We were on the verge of polishing off the self-styled messenger of God when the eldest of our neighbours intervened.
What followed afterwards was months of frustration, trying unsuccessfully to get the authorities to act against the illegal occupiers who had not the faintest respect for by-laws.
The inconsiderate messenger of God went on as before. In his head he was doing no wrong and we who were offended were devil worshippers who needed salvation.
This unfortunately is a cancer that has been left to gnaw at communities for many years without restraint.
By-law enforcement remains the privilege of the rich in the suburbs. Had this tent been in Hyde Park or Rosebank, it wouldn’t have lasted even one hour. The Metropolitan cops would have descended on it with all their might.

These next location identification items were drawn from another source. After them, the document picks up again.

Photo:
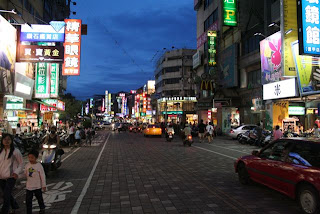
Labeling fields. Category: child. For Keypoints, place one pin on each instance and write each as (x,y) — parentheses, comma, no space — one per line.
(36,182)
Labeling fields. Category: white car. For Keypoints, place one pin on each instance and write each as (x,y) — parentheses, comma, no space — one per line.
(235,132)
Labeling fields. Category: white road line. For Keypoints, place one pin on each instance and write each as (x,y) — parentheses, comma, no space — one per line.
(77,205)
(70,154)
(233,158)
(230,149)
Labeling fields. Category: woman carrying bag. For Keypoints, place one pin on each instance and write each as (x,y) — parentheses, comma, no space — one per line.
(11,165)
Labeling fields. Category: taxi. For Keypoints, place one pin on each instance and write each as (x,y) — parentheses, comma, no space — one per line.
(153,130)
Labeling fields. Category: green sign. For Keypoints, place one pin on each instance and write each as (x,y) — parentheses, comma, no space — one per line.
(54,80)
(212,38)
(42,89)
(230,12)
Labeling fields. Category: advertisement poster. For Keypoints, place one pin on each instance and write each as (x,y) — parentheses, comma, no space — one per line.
(280,112)
(8,42)
(289,22)
(270,53)
(229,77)
(308,71)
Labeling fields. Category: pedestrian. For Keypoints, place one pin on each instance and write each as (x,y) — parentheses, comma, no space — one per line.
(209,133)
(78,137)
(202,129)
(277,134)
(36,182)
(11,165)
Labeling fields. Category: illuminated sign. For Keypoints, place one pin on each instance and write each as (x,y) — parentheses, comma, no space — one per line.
(212,35)
(309,27)
(230,12)
(38,53)
(72,45)
(54,80)
(43,33)
(42,89)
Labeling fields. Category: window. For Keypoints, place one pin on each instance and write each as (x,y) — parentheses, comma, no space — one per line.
(211,19)
(277,151)
(307,154)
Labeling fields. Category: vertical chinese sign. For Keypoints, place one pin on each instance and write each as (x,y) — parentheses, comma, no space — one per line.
(212,35)
(230,12)
(54,80)
(72,46)
(42,89)
(309,27)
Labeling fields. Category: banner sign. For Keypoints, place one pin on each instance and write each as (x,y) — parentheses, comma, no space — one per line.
(309,27)
(37,53)
(212,51)
(308,71)
(72,46)
(288,23)
(43,33)
(42,88)
(270,53)
(230,12)
(54,80)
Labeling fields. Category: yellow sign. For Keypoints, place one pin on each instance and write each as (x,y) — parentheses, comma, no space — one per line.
(280,112)
(289,17)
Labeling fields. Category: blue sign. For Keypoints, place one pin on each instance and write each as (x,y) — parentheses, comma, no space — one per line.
(310,27)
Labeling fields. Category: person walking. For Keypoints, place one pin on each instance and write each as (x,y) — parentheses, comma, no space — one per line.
(11,165)
(209,130)
(277,134)
(202,129)
(36,182)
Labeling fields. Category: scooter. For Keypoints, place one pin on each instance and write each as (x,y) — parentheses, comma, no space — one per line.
(188,141)
(51,157)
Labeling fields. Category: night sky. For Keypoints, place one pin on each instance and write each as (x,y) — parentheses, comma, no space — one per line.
(123,38)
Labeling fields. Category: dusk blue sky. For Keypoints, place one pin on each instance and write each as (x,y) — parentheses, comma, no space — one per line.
(141,28)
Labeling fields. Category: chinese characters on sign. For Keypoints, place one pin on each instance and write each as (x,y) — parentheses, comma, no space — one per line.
(230,12)
(72,44)
(36,53)
(42,89)
(310,27)
(212,35)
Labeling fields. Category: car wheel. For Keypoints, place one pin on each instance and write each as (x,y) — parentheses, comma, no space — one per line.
(308,199)
(243,174)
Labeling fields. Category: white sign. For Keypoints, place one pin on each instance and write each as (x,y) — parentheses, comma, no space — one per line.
(281,89)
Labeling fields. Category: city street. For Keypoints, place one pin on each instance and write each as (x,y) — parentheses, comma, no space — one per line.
(127,173)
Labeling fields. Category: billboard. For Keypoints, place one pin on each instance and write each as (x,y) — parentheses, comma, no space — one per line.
(309,27)
(72,46)
(308,71)
(8,42)
(229,76)
(42,87)
(288,23)
(37,53)
(270,53)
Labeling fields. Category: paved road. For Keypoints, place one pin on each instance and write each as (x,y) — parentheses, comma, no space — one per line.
(127,173)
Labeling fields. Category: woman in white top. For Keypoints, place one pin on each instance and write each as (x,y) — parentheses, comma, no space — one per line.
(11,165)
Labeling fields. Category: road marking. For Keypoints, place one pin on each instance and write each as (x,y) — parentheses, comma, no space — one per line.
(229,149)
(77,205)
(70,154)
(233,158)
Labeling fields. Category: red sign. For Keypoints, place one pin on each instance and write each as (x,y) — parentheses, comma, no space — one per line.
(72,45)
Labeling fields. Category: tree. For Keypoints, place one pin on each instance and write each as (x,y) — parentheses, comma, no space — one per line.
(72,107)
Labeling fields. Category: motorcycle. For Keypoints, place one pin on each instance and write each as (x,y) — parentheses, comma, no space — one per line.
(188,141)
(51,157)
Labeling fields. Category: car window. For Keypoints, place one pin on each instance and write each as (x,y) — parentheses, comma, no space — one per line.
(277,151)
(307,154)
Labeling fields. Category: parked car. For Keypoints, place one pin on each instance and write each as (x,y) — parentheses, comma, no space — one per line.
(290,166)
(235,132)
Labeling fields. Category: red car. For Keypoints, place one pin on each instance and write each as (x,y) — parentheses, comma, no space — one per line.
(290,166)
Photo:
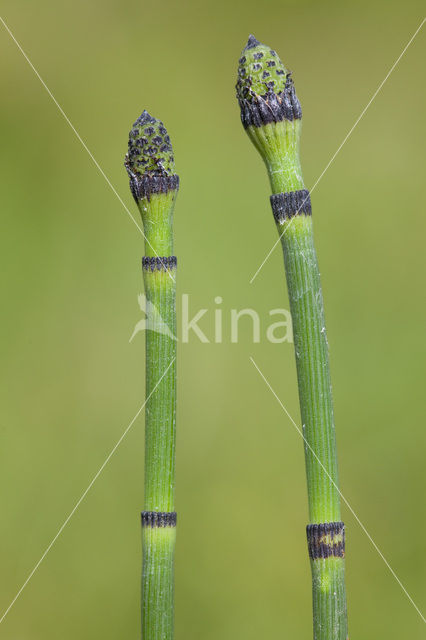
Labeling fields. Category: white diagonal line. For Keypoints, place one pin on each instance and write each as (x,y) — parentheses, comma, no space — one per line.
(80,139)
(83,495)
(340,493)
(333,157)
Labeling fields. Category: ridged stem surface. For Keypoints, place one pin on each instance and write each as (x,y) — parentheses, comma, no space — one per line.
(158,542)
(271,115)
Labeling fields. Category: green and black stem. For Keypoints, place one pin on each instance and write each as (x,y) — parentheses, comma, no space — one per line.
(154,185)
(272,117)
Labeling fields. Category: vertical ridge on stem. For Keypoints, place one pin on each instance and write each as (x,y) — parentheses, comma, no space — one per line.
(272,117)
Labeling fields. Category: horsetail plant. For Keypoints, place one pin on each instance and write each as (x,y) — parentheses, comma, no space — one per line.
(154,186)
(271,115)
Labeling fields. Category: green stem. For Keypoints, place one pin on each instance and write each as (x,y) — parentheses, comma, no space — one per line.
(154,185)
(271,115)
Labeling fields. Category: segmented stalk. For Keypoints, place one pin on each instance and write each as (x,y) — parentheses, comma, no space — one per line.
(154,185)
(271,115)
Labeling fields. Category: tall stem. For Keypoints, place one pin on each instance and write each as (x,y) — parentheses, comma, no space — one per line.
(271,115)
(154,185)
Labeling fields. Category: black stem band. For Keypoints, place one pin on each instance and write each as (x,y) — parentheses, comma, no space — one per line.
(155,519)
(286,205)
(147,185)
(159,263)
(326,539)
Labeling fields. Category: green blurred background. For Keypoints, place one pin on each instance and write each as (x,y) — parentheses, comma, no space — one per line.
(70,275)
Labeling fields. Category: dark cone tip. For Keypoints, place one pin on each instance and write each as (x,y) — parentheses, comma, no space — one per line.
(252,42)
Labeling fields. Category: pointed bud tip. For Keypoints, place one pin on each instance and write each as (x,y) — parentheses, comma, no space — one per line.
(252,42)
(150,150)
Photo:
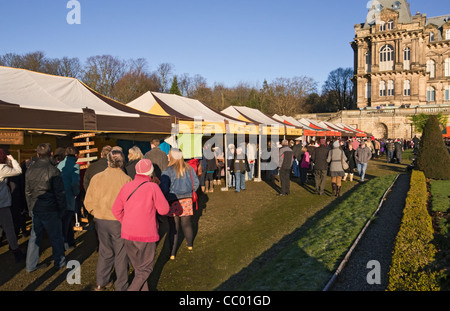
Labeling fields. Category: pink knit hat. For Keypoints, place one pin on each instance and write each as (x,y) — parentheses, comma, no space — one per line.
(144,167)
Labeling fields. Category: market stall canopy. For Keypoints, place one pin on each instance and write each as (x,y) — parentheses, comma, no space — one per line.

Why can’t the same attitude apply in the townships? Why are township people left at the mercy of those who have absolutely no respect for the rights of others and the laws that have been set up to ensure we all live in relative safety and peace in communities?
I was reminded of this ungodly episode by the recent announcement by City of Johannesburg mayor Herman Mashaba that he was going to clamp down on these noisy churches.
People need to learn to practise their religion without imposing it on others.
A clampdown on such establishments should not be seen as an attack on Christianity or the right to freedom of association and so forth.
It should be seen for what it is: reinforcing the ethos of good neighbourliness and common sense.
When I moved out of Allandale seven years ago, that tent was still up and running and the guitarist had not improved one bit.
But I left without carrying out my threat to unleash a boxful of venomous snakes on the congregants.